From 08c2b2d80a29b1decee578d01f7230b595a9bf5a Mon Sep 17 00:00:00 2001
From: lcolladotor <lcolladotor@gmail.com>
Date: Fri, 12 Jul 2024 10:56:10 -0400
Subject: [PATCH] Resolve #80

Part of this work was done live during today's LIBD rstats club. Although I didn't find the solution to this bug during that time.
---
 NEWS.md              | 11 +++++++++
 R/get_colors.R       | 18 ++++++++++++++-
 R/sort_clusters.R    | 55 +++++++++++++++++++++++++++++++++++++-------
 man/get_colors.Rd    | 11 +++++++++
 man/sort_clusters.Rd | 48 +++++++++++++++++++++++++++++++++-----
 5 files changed, 128 insertions(+), 15 deletions(-)

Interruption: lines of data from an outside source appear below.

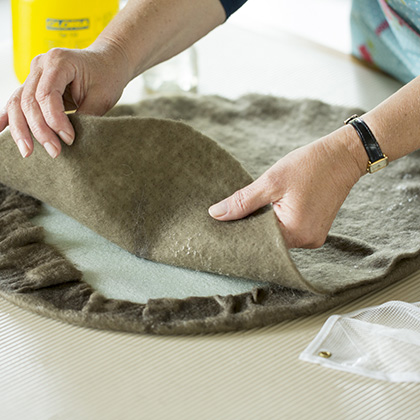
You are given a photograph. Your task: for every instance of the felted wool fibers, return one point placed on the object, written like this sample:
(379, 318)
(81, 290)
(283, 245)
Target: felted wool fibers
(144, 180)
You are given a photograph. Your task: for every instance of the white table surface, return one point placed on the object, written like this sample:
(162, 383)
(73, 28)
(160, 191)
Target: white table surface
(51, 370)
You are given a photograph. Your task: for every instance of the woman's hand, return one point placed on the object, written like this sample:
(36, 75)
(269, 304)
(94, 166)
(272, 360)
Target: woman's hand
(90, 80)
(306, 188)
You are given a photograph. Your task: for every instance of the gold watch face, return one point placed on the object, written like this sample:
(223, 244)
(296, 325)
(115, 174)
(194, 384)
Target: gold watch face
(378, 165)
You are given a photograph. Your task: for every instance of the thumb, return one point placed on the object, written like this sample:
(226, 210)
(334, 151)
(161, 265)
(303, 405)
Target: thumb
(4, 119)
(243, 202)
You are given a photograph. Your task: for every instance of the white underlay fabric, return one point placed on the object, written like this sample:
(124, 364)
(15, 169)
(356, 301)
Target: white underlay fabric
(381, 342)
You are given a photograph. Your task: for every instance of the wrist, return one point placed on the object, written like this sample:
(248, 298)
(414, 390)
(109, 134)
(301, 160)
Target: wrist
(346, 153)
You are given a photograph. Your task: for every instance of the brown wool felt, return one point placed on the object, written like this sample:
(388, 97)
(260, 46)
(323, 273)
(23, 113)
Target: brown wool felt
(146, 183)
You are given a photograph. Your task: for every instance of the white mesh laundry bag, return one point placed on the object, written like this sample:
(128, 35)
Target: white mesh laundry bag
(381, 342)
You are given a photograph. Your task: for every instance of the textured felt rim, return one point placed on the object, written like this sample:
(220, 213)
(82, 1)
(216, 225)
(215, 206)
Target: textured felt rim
(45, 282)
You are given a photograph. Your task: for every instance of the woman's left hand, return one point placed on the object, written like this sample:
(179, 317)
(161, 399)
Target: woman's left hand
(306, 188)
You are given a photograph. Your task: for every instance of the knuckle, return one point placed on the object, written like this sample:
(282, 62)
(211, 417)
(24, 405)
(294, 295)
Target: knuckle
(240, 200)
(41, 95)
(55, 54)
(14, 101)
(27, 103)
(36, 61)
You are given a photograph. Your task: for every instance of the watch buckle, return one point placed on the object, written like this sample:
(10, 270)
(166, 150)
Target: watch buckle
(377, 165)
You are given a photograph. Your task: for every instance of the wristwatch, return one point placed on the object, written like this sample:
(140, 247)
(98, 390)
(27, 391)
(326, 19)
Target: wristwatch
(377, 159)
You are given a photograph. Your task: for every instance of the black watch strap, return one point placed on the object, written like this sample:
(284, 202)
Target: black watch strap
(377, 160)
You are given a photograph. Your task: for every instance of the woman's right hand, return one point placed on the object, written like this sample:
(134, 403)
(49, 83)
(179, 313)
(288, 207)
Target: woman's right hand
(89, 80)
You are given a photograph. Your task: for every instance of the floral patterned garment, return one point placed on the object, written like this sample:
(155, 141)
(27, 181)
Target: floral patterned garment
(386, 33)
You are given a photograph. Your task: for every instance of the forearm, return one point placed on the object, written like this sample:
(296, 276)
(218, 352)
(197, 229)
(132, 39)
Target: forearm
(396, 121)
(148, 32)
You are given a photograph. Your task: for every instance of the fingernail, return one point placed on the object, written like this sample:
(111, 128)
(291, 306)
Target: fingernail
(52, 151)
(66, 137)
(219, 209)
(23, 149)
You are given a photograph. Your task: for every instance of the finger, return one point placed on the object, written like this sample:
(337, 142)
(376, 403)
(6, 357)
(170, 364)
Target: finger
(49, 95)
(35, 120)
(244, 201)
(18, 125)
(4, 119)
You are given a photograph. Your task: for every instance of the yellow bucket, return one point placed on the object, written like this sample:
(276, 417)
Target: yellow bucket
(39, 25)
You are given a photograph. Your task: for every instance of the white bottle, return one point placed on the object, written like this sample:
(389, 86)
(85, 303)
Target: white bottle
(178, 74)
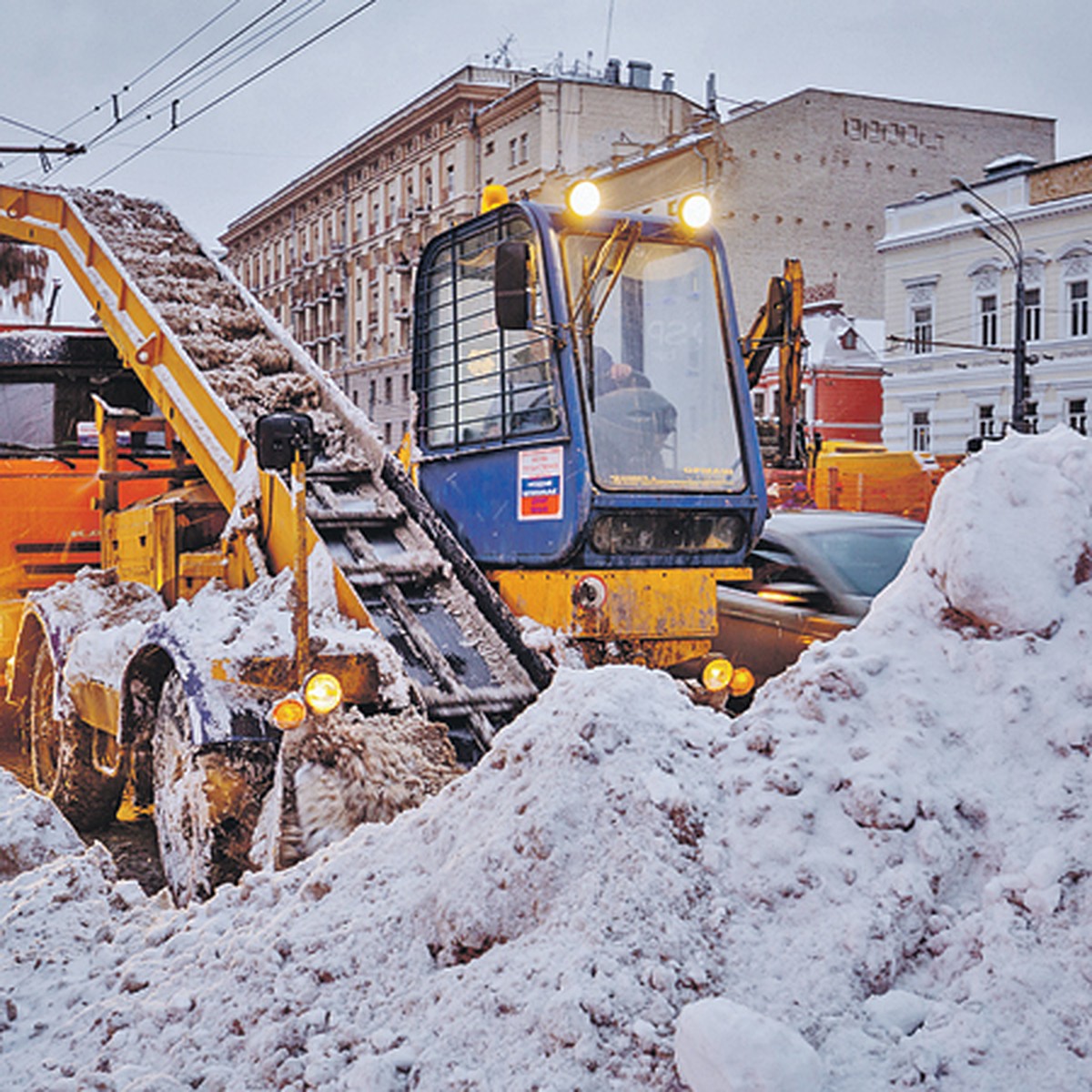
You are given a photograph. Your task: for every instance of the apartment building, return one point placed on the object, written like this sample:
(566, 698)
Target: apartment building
(809, 176)
(332, 254)
(951, 305)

diff --git a/NEWS.md b/NEWS.md
index 328c9750..0d9e48e1 100644
--- a/NEWS.md
+++ b/NEWS.md
@@ -1,3 +1,14 @@
+# spatialLIBD 1.17.6
+
+BUG FIXES
+
+* Fixed the bug reported by @lahuuki about `vis_grid_clus()` not handling
+`logical()` cluster variables.
+See <https://github.com/LieberInstitute/spatialLIBD/issues/80>. To resolve this,
+`sort_clusters()` and `get_colors()` had to change internally. Examples and
+documentation for both functions have now been updated to showcase what happens
+when you provide a `logical()` vector as an input.
+
 # spatialLIBD 1.17.5
 
 NEW FEATURES
diff --git a/R/get_colors.R b/R/get_colors.R
index 7d601839..93b53351 100644
--- a/R/get_colors.R
+++ b/R/get_colors.R
@@ -31,6 +31,17 @@
 #'
 #' ## Example where Polychrome::palette36.colors() gets used
 #' get_colors(clusters = letters[seq_len(13)])
+#'
+#' ## What happens if you have a logical variable with NAs?
+#' set.seed(20240712)
+#' log_var <- sample(c(TRUE, FALSE, NA),
+#'     1000,
+#'     replace = TRUE,
+#'     prob = c(0.3, 0.15, 0.55))
+#' log_var_sorted <- sort_clusters(log_var)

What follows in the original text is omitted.